In some embodiments, the cycloalkyl group may be a saturated cyclic alkyl group. In some embodiments, the cycloalkyl group may be an unsaturated cyclic alkyl group that contains at least one double bond or triple bond in its ring system.

In some embodiments, the cycloalkyl group may be saturated or unsaturated monocyclic carbocyclic ring system, examples of which include, but are not limited to, cyclopropyl, cyclobutyl, cyclopentyl, 1-cyclopent-1-enyl, 1-cyclopent-2-enyl, 1-cyclopent-3-enyl, cyclohexyl, 1-cyclohex-1-enyl, 1-cyclohex-2-enyl, 1-cyclohex-3-enyl, cyclohexadienyl, cycloheptyl, cyclooctyl, cyclononyl, cyclodecyl, cycloundecyl and cyclododecyl.

In some embodiments, the cycloalkyl group may be saturated or unsaturated polycyclic (e.g., bicyclic and tricyclic) carbocyclic ring system, which can be arranged as a fused, spiro or bridged ring system. As used herein, the term “fused ring” refers to a ring system having two rings sharing two adjacent atoms, the term “spiro ring” refers to a ring systems having two rings connected through one single common atom, and the term “bridged ring” refers to a ring system with two rings sharing three or more atoms. Examples of fused carbocyclyl include, but are not limited to, naphthyl, benzopyrenyl, anthracenyl, acenaphthenyl, fluorenyl and the like. Examples of spiro carbocyclyl include, but are not limited to, spiro[5.5]undecanyl, spiro-pentadienyl, spiro[3.6]-decanyl, and the like. Examples of bridged carbocyclyl include, but are not limited to bicyclo[1,1,1]pentenyl, bicyclo[2,2,1]heptenyl, bicyclo[2.2.1]heptanyl, bicyclo[2.2.2]octanyl, bicyclo[3.3.1]nonanyl, bicyclo[3.3.3]undecanyl, and the like.

As used herein, the term “cyano” refers to —CN.

As used herein, the term “halo” or “halogen” refers to an atom selected from fluorine (or fluoro), chlorine (or chloro), bromine (or bromo) and iodine (or iodo).

As used herein, the term “haloalkyl” refers to alkyl groups substituted by one or more halogen atoms which independently replace one or more hydrogen atoms on one or more carbons of the alkyl groups.

As used herein, the term “heteroalkyl” refers to an alkyl, at least one of the carbon atoms of which is replaced with a heteroatom selected from N, O, S or P. The heteroalkyl may be a carbon radical or heteroatom radical (i.e., the heteroatom may appear in the middle or at the end of the radical), and may be optionally substituted independently with one or more substituents described herein. The term “heteroalkyl” encompasses alkoxy and heteroalkoxy radicals.

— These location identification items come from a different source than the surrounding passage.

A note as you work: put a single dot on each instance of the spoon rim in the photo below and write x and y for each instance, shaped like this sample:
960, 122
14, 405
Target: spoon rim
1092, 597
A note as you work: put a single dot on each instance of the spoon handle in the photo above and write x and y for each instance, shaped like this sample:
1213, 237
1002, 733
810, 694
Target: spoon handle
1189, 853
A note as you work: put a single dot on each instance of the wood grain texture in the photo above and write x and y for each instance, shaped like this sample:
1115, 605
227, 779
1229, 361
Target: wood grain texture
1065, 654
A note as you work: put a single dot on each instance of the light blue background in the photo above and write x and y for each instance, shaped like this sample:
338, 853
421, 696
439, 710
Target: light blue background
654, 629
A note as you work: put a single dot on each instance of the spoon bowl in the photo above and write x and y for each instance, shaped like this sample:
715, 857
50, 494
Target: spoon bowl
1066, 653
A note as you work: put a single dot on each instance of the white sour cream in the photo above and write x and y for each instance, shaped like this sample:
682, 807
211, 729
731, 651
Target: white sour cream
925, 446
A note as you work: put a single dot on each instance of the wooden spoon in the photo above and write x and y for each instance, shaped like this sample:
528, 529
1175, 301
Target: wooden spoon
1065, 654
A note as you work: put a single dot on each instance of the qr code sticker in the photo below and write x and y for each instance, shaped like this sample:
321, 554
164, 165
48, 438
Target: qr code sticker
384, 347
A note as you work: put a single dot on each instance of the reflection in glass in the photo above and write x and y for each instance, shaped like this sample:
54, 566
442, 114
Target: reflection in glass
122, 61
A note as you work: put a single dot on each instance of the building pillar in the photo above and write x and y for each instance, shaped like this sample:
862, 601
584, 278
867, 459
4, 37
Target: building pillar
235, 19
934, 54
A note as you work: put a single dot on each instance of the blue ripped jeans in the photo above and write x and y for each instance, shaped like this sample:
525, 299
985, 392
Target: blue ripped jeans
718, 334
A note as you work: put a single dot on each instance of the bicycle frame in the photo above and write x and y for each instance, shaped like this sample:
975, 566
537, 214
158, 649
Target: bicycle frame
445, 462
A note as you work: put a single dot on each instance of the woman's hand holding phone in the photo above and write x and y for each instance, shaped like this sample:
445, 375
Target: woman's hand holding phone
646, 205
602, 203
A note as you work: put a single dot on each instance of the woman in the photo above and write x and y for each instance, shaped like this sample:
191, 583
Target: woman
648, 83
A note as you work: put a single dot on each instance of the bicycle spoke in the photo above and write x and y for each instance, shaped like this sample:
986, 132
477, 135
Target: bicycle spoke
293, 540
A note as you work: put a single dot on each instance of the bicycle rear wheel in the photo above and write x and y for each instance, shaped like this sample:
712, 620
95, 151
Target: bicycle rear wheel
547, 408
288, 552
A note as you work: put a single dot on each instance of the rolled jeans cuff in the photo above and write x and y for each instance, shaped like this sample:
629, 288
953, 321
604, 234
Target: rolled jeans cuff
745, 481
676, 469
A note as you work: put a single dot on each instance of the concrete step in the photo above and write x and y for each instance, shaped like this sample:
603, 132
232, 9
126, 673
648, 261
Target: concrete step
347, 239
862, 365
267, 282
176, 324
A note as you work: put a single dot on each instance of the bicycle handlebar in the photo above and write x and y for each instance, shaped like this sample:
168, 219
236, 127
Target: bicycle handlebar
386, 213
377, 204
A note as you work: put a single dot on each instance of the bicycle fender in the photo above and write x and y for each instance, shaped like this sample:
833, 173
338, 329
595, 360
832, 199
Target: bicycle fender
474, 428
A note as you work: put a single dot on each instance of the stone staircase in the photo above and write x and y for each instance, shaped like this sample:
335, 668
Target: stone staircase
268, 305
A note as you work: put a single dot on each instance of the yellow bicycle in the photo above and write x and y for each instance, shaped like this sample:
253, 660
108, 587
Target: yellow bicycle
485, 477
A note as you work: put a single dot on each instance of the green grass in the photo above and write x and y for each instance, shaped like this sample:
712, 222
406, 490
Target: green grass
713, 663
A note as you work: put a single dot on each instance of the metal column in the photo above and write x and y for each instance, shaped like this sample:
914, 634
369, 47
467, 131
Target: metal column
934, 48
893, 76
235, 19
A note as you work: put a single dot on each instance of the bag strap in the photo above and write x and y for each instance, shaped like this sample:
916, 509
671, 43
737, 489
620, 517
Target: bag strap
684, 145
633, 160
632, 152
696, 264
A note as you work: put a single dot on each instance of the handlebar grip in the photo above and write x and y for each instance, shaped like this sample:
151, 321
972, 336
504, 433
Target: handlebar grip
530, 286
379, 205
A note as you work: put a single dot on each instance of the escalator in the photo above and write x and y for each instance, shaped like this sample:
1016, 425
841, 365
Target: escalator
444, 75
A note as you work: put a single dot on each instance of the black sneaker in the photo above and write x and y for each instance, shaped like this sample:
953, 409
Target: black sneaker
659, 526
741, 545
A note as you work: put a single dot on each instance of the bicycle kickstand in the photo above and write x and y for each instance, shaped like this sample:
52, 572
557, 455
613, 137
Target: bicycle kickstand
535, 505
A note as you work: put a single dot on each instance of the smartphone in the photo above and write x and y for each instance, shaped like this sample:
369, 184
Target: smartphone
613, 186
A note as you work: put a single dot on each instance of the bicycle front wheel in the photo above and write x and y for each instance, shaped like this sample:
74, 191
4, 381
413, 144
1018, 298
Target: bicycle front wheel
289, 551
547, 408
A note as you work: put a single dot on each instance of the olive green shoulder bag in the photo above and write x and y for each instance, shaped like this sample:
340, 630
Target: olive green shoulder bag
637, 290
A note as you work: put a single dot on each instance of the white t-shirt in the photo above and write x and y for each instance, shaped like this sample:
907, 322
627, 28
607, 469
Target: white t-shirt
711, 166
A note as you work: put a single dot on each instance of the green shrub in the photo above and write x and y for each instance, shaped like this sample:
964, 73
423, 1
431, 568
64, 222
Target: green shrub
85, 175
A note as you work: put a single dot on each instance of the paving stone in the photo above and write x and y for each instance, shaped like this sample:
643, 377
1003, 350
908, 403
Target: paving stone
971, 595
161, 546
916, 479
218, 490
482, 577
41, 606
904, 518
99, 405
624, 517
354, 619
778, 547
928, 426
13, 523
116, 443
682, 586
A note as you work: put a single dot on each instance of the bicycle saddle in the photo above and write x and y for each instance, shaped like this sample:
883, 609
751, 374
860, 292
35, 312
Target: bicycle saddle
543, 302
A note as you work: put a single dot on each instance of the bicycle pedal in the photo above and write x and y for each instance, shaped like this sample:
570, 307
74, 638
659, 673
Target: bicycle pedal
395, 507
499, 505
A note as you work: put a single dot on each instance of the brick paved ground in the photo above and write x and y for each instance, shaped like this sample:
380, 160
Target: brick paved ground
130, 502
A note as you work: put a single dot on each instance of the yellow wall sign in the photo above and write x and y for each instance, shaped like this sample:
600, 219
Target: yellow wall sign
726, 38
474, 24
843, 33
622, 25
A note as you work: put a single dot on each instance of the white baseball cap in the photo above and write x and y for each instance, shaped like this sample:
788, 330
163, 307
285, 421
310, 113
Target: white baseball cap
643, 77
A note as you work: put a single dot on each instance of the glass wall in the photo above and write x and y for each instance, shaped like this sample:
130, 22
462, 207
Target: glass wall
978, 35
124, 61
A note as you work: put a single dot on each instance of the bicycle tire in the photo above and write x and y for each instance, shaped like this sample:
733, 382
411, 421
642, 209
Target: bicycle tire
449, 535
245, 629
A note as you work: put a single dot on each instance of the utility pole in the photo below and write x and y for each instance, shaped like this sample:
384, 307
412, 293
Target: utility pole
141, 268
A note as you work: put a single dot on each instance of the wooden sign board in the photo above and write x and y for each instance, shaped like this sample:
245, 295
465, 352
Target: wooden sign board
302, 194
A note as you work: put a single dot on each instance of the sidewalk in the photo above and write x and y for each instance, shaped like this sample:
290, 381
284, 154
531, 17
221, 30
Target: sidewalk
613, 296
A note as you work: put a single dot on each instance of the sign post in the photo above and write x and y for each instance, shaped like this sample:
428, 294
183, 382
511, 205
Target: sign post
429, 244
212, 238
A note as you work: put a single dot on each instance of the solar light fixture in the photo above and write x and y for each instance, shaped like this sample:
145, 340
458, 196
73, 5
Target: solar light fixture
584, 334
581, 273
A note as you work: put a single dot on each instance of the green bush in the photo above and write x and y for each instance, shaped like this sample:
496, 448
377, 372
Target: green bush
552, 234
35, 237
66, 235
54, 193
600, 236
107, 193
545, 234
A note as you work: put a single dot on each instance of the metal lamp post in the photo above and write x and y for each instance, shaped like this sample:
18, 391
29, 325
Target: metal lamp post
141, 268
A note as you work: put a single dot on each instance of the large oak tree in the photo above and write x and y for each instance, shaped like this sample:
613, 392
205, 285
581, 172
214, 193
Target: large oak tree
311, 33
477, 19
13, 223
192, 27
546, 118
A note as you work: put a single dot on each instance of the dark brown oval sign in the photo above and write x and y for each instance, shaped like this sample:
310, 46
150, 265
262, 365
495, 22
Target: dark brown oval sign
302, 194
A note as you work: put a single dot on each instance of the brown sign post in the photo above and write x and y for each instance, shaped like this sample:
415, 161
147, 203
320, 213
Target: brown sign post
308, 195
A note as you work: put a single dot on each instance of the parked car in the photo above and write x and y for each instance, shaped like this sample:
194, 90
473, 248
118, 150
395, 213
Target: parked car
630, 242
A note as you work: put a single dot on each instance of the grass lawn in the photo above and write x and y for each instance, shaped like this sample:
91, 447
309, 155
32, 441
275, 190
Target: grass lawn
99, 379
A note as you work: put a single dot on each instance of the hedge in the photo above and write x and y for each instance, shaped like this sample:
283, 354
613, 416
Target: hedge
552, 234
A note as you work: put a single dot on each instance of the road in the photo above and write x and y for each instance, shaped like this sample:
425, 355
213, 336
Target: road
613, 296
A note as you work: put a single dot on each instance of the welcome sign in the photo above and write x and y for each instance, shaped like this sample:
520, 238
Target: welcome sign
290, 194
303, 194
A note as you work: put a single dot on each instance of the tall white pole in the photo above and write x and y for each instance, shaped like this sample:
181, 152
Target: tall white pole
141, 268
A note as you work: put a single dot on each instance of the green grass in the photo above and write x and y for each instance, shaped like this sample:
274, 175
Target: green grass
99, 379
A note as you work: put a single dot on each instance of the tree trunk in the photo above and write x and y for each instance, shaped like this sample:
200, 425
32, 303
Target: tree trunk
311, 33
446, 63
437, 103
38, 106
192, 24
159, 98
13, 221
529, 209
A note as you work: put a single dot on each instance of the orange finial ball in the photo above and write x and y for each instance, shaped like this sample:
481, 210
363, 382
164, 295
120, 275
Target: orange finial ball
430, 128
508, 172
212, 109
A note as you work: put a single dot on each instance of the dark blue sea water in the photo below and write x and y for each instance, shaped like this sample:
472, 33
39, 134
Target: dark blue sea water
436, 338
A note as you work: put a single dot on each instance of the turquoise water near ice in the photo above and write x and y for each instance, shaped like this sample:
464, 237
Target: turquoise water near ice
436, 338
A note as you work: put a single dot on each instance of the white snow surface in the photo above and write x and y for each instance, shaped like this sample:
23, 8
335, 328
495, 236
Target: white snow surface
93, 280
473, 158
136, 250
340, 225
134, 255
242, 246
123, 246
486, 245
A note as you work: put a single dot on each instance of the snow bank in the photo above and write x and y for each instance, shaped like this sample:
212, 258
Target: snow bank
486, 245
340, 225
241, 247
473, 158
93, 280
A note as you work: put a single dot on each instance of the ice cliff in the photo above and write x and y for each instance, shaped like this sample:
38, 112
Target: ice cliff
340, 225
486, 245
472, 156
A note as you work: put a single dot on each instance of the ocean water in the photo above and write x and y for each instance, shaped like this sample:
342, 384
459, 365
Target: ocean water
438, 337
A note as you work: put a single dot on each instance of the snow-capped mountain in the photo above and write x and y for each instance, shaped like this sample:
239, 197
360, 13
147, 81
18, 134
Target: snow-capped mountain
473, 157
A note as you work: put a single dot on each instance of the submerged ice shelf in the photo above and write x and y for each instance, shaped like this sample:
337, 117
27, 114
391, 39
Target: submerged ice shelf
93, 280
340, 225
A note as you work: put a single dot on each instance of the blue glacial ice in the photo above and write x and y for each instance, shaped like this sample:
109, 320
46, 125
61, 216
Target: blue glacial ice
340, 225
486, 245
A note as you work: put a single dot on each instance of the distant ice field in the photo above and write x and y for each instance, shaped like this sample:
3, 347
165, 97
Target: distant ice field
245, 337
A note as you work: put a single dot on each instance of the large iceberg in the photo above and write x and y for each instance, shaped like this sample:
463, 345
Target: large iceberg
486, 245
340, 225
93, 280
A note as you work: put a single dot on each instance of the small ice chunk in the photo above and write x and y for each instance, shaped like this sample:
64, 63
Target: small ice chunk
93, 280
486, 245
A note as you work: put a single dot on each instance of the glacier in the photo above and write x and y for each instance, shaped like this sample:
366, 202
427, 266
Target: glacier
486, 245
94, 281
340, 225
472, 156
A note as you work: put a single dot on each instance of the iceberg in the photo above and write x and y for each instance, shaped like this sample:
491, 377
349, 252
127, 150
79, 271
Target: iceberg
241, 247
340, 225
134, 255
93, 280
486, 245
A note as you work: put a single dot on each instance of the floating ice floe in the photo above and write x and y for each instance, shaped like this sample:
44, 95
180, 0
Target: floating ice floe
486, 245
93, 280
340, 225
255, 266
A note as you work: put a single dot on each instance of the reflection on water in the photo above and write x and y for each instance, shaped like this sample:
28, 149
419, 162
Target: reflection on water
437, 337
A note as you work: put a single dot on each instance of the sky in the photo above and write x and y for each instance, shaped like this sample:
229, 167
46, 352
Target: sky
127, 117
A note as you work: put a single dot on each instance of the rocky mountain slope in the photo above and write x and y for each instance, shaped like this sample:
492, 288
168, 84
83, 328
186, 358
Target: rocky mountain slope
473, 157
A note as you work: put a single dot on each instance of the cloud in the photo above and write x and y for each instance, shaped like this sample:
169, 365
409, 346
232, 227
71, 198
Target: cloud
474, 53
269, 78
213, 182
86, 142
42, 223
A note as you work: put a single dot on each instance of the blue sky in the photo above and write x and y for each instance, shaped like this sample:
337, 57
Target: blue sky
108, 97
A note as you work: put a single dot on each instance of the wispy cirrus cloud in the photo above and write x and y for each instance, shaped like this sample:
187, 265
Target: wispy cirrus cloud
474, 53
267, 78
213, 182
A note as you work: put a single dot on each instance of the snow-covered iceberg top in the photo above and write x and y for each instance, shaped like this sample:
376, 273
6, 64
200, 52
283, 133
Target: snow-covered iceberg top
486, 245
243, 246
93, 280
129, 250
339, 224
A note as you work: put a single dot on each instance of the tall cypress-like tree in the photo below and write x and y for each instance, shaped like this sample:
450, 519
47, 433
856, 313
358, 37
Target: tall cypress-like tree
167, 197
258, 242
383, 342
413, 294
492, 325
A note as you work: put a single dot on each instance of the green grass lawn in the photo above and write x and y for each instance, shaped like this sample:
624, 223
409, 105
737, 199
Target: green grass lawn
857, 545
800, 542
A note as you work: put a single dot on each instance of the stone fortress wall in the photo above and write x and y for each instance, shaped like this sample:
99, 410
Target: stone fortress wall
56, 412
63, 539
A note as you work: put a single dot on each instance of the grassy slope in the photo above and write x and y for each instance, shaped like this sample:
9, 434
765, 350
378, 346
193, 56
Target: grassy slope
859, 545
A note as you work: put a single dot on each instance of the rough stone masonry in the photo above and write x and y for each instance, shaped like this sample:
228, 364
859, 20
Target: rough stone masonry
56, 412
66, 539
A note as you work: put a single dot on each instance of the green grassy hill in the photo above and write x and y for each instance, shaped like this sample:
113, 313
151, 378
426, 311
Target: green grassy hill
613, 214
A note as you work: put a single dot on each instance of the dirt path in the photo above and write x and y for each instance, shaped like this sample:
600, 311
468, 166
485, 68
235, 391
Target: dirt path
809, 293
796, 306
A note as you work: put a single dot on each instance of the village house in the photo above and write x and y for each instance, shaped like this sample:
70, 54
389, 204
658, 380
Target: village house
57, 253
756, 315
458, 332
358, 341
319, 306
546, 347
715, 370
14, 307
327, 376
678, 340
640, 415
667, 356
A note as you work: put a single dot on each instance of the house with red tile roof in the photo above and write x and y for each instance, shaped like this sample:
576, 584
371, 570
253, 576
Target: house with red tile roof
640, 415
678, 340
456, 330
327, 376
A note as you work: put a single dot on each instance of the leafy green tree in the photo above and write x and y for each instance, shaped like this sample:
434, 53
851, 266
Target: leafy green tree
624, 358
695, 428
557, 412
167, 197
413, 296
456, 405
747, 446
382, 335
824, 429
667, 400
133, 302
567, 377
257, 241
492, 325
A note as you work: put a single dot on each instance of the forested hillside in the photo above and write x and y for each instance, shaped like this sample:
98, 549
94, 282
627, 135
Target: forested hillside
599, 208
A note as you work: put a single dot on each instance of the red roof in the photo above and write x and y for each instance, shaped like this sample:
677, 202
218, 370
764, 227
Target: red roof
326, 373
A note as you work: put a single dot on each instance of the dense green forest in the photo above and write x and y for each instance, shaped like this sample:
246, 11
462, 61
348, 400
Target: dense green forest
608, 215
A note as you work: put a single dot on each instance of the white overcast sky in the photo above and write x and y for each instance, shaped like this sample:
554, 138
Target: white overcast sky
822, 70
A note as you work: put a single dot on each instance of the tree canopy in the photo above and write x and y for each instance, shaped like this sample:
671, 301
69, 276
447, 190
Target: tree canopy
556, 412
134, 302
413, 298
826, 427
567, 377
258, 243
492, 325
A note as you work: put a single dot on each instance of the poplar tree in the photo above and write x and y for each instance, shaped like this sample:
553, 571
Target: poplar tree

As used herein, the term “heteroalkenyl” refers to an alkenyl, at least one of the carbon atoms of which is replaced with a heteroatom selected from N, O, S or P. The heteroalkenyl may be a carbon radical or heteroatom radical (i.e., the heteroatom may appear in the middle or at the end of the radical), and may be optionally substituted independently with one or more substituents described herein.